Now researchers from Stanford University, Palo Alto, California, USA, have developed and tested a new material that can cool a solar cell by up to 13° Celsius (C) under the California winter sun. Because heat makes solar cells less efficient, the researchers predict their cooling layer could help solar cells turn approximately 1 percent more sunlight into electricity, a big boost from a relatively simple add-on. The cooler temperatures also mean the solar cells will likely last longer due to greatly reduced efficiency degradation rates.
The researchers will present their results at the Conference on Lasers and Electro-Optics (CLEO), which is held 5-10 June in San Jose, California.
One way to keep objects cool in the sun is to reflect the light back into the atmosphere. This approach works for white cars and mirrored rooftops, but it wouldn't work for solar cells, which need to absorb as much light as possible to generate electricity. An alternative is to make it easier for heat to escape—an approach called radiative cooling.
"What's unique about our work is that we demonstrate radiative cooling while preserving the amount of solar absorption," said Linxiao Zhu, a graduate student in the research group of electrical engineering professor Shanhui Fan. In other words, the new material keeps the solar cell cooler even as the solar cell absorbs the same amount of sunlight.
The researchers achieved the combination of cooling plus maintaining sunlight absorption with a wafer made of silica, a colorless mineral found naturally as quartz. The researchers etched tapered holes, about 6 micrometers across and 10 micrometers deep, in the wafer. The holes are designed to smooth the path the thermal radiation takes to escape.
The team tested the silica layer by placing it on top of a solar cell mimic—a polished silicon wafer with an antireflection surface and aluminum back that has similar absorption characteristics to standard solar cells, but wasn't actually wired to produce electricity.
The testing verified that because the silica layer is transparent, approximately the same amount of sunlight still reaches the solar cell mimic. In fact, there was a slight increase in absorption because of anti-reflection and light trapping effects of the etched silica.
The researchers also found that the etched silica layer lowered the temperature 13° C compared to the bare solar cell mimic.
Cold solar cells function better than hot ones, so the cooler the better, Zhu said. The researchers estimate that the 13 degrees cooling would result in an absolute efficiency improvement of more than 1 percent. Aaswath Raman, a co-author of the study, also noted that heat can speed up the degradation of solar cell parts, so cooling could lengthen their lifespan and likely save costs.

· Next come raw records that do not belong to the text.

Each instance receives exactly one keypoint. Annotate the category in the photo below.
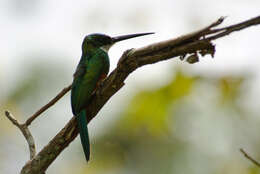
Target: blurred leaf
(150, 110)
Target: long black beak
(129, 36)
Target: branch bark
(196, 43)
(26, 133)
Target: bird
(92, 69)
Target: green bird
(91, 70)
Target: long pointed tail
(83, 131)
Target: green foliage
(151, 109)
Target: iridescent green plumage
(92, 68)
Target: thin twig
(49, 104)
(26, 132)
(249, 157)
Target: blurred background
(170, 117)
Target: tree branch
(26, 132)
(249, 157)
(196, 43)
(48, 105)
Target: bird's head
(104, 42)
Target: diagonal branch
(196, 43)
(249, 157)
(47, 106)
(27, 134)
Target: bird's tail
(83, 131)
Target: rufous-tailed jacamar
(91, 70)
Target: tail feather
(83, 131)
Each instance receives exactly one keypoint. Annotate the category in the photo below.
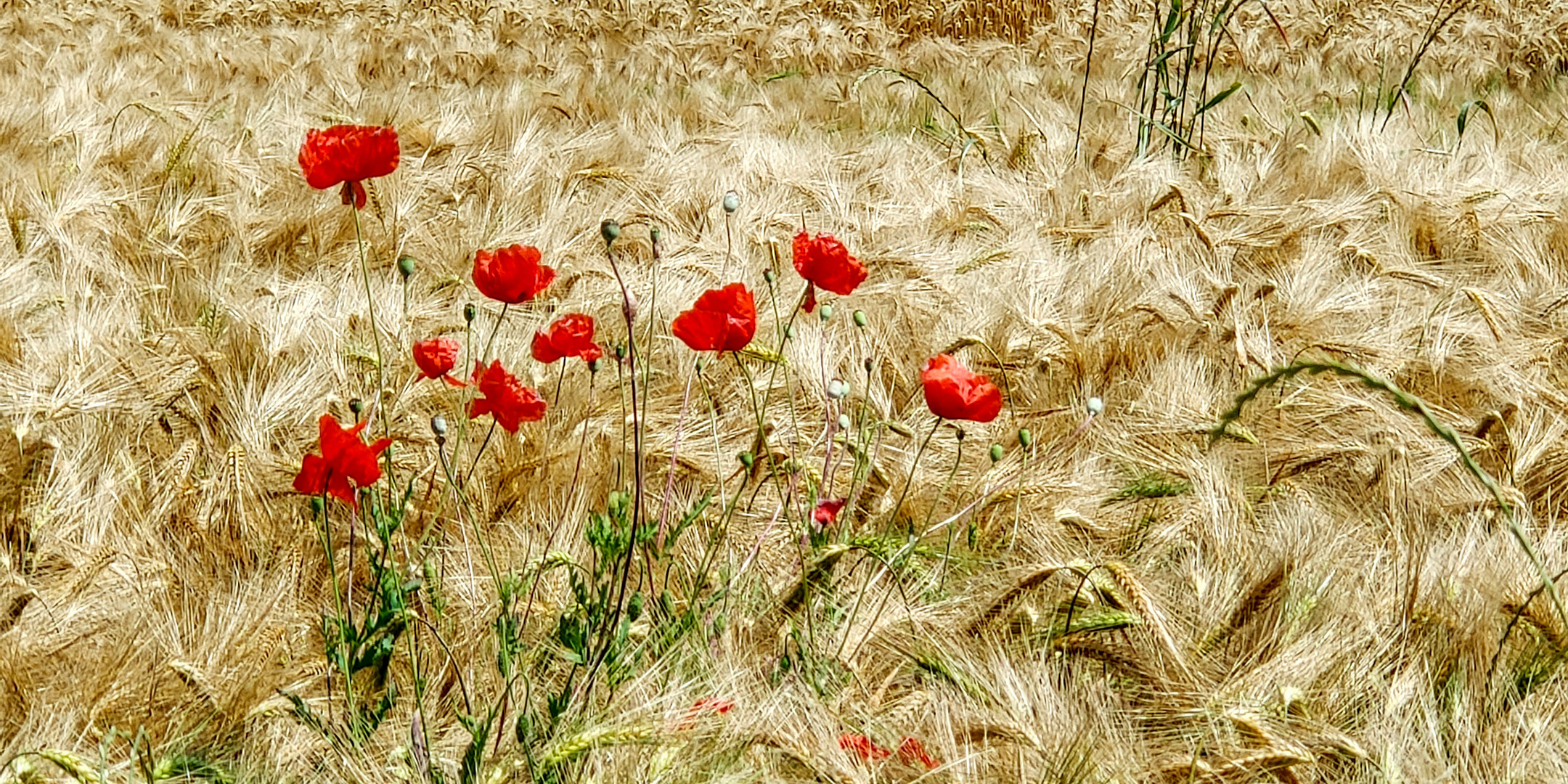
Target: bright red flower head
(505, 397)
(863, 747)
(955, 393)
(827, 512)
(722, 320)
(436, 358)
(827, 264)
(912, 751)
(344, 458)
(348, 154)
(512, 275)
(568, 336)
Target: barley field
(1275, 297)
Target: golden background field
(1320, 600)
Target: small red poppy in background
(436, 358)
(827, 264)
(952, 391)
(863, 747)
(912, 751)
(827, 512)
(512, 275)
(348, 154)
(505, 397)
(568, 336)
(344, 458)
(722, 320)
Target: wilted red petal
(512, 275)
(952, 391)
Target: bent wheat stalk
(1405, 402)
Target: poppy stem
(910, 481)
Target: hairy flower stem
(910, 481)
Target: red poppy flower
(512, 275)
(912, 751)
(568, 336)
(954, 393)
(348, 154)
(436, 358)
(505, 397)
(863, 747)
(827, 512)
(827, 264)
(344, 458)
(722, 320)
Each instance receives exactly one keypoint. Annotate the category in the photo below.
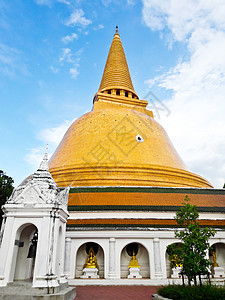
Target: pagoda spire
(44, 164)
(116, 76)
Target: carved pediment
(30, 195)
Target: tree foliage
(6, 188)
(195, 242)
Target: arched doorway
(172, 262)
(25, 252)
(217, 255)
(81, 258)
(142, 257)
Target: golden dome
(119, 143)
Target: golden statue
(133, 262)
(215, 264)
(91, 261)
(175, 260)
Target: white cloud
(64, 1)
(74, 72)
(196, 124)
(100, 26)
(11, 62)
(66, 55)
(69, 38)
(77, 19)
(35, 156)
(44, 2)
(54, 135)
(130, 2)
(54, 69)
(72, 58)
(51, 136)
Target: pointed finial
(44, 163)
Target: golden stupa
(119, 143)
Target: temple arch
(25, 247)
(218, 249)
(169, 269)
(82, 254)
(142, 257)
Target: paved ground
(115, 292)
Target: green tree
(6, 188)
(195, 242)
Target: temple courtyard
(115, 292)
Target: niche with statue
(91, 268)
(134, 267)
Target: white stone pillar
(157, 258)
(67, 256)
(112, 267)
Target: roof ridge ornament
(44, 164)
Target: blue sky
(52, 56)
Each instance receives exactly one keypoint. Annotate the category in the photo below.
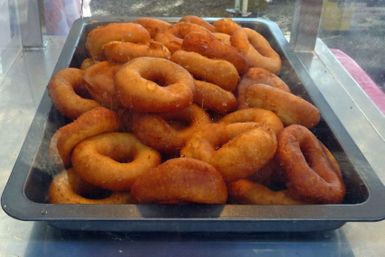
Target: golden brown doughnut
(63, 89)
(181, 180)
(256, 49)
(260, 116)
(118, 51)
(236, 150)
(219, 72)
(248, 192)
(290, 108)
(212, 97)
(312, 175)
(149, 84)
(67, 188)
(113, 160)
(97, 37)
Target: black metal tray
(25, 195)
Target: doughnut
(312, 175)
(113, 161)
(226, 25)
(149, 84)
(260, 116)
(257, 75)
(86, 63)
(199, 21)
(208, 45)
(225, 38)
(219, 72)
(63, 88)
(181, 180)
(290, 108)
(100, 84)
(173, 37)
(256, 49)
(67, 188)
(248, 192)
(94, 122)
(236, 150)
(166, 132)
(212, 97)
(97, 37)
(121, 52)
(153, 25)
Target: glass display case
(335, 48)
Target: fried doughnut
(162, 132)
(219, 72)
(290, 108)
(113, 160)
(86, 63)
(100, 83)
(257, 75)
(173, 37)
(94, 122)
(137, 85)
(226, 25)
(199, 21)
(63, 89)
(312, 175)
(248, 192)
(213, 97)
(260, 116)
(67, 188)
(97, 37)
(256, 49)
(208, 45)
(181, 180)
(236, 150)
(118, 51)
(225, 38)
(153, 25)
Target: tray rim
(365, 211)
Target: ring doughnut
(199, 21)
(289, 108)
(260, 116)
(153, 25)
(219, 72)
(173, 37)
(65, 187)
(100, 84)
(311, 174)
(248, 192)
(257, 75)
(131, 32)
(206, 44)
(164, 132)
(181, 180)
(94, 122)
(63, 88)
(226, 25)
(137, 85)
(121, 52)
(113, 160)
(86, 63)
(225, 38)
(256, 49)
(212, 97)
(236, 150)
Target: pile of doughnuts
(189, 112)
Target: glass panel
(10, 43)
(355, 33)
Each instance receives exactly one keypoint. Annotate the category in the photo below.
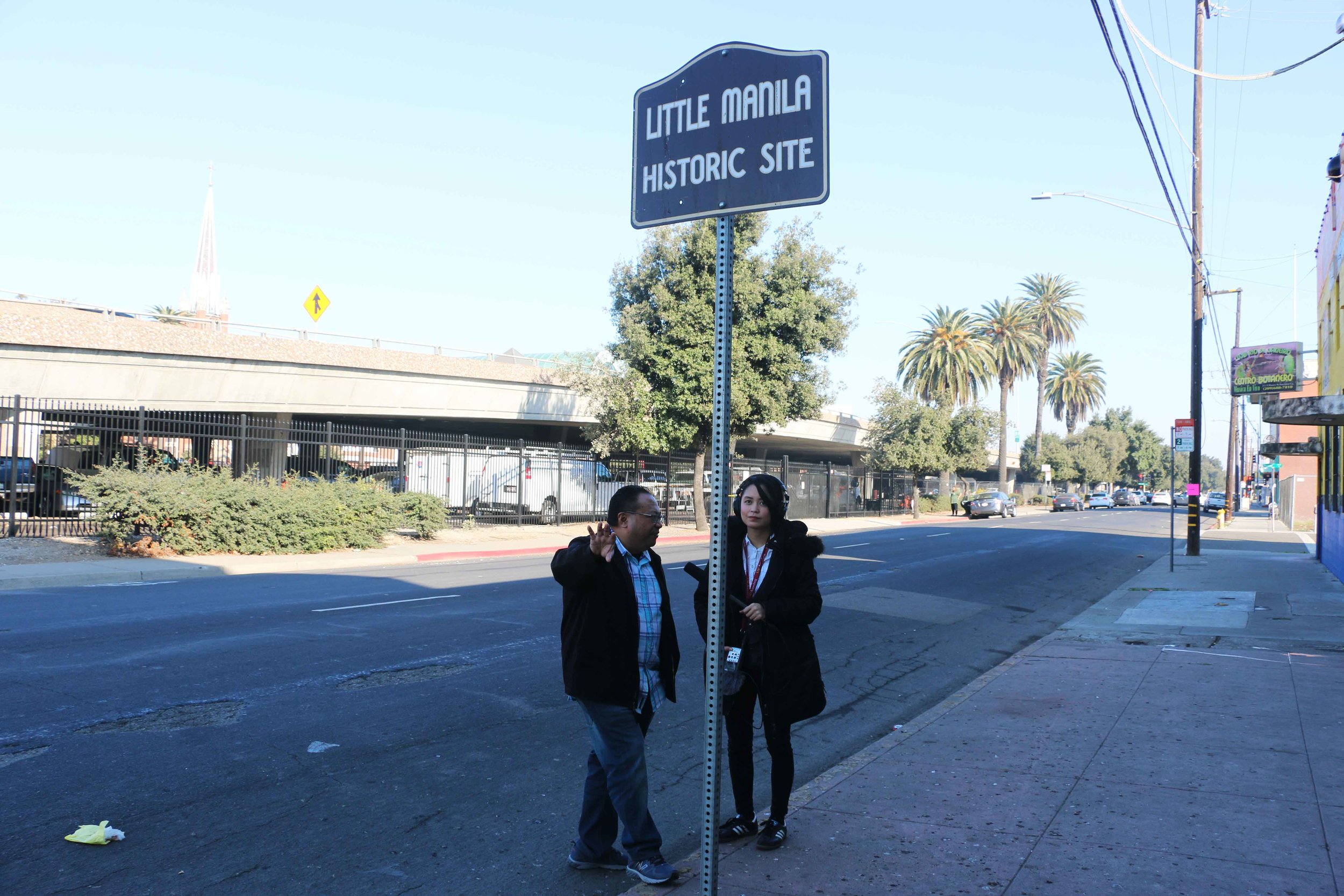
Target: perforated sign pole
(740, 128)
(718, 554)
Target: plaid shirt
(648, 598)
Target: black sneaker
(737, 828)
(612, 860)
(773, 835)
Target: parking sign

Ultimately, radiative cooling relies on the coldness of the universe, which is a mostly untapped thermodynamic resource, Zhu said. And solar cells aren't the only applications that could benefit from this cooling approach, especially since the new research shows it can work without significantly altering the sunlight absorption characteristics of an underlying material, Zhu said. Cooling cars, clothing, and outdoor equipment are all possible applications, he said.
The next step for Zhu and his colleagues is to test the etched silica layer with a real solar cell to demonstrate the predicted efficiency improvements. The team is also talking to industry partners who could be interested in commercializing the approach.